日日如昔

大约是早晚清凉的缘故,草垛上、香樟树上、柿子树上,桃树上,到处都悬挂着丝瓜。爸爸喊:“玉莲,你要丝瓜不?要我就…

大约是早晚清凉的缘故,草垛上、香樟树上、柿子树上,桃树上,到处都悬挂着丝瓜。爸爸喊:“玉莲,你要丝瓜不?要我就帮你用镰刀撘下来。”

我看一眼,不想要。冰箱里买来的西蓝花还没有吃完,前几天妈妈分的老南瓜也还有。

随便聊聊的图片

“豇豆现在供得到我们两家的嘴了,你想吃就自己摘。”妈妈一边摘豇豆一边说。她蹲着,把巴在地上的豇豆摘下来。

青菜的叶子有些大了,下面条的时候摘不多的几片放上面,青翠欲滴。萝卜、白菜秧子散叶了,指甲片那么大的一点绿,让人在看见的那一刻有深深的心醉神迷。

栾树花一边开一边落,从树顶到地面,闪烁的金屑,细细碎碎明灿灿一层。落在地上的花,一粒一粒洒得均匀。班固在《白虎通德论》里的春秋《含文嘉》曰:“天子坟高三仞,树以松;诸侯半之,树以柏;大夫八尺,树以栾;士四尺,树以槐;庶人无坟,树以杨柳。”

古代,各个阶层的人去世后,陵墓旁种植表明身份的树:皇帝的标配是松树,王公贵族配柏树,士大夫则配以栾树。所谓“刑不上大夫”,所以,栾树又叫“大夫树”,属于树中的上层阶级。
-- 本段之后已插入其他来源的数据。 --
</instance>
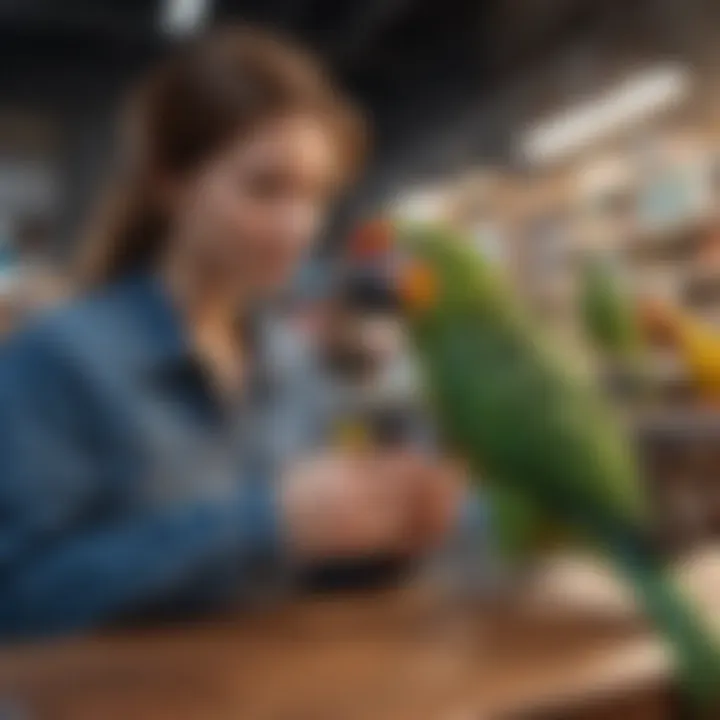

早上六点半与邹先生一起送芷涵去学校,回转时看见满塘荷花。荷花不是很红,是红粉色里带些白的那种。坐在行走的车里,眼前的荷花被一团团浓绿的荷叶簇拥着,无比娇艳。(可能是荷花在明处,我在暗处。)如果说初夏的新荷显得青涩、清新,那秋日的荷花更接近完美与成熟。它们在日渐萧瑟的岁月里释放着生命的激情,向光阴表达着自己的敬意。

“咯,前面有个老人,你慢点开呀。”

前面扛着什么行走的老人把我看荷的目光拉了回来。车子从他身边慢慢经过,我得以看清老人肩上扛着的物品——那是一袋棉桃。

棉桃在白色的编织袋里鼓鼓囊囊着。老人微微驼着背,他一只手有节律地摆动着,另一只手稳住袋子,整个人看起来是那样轻松、喜悦。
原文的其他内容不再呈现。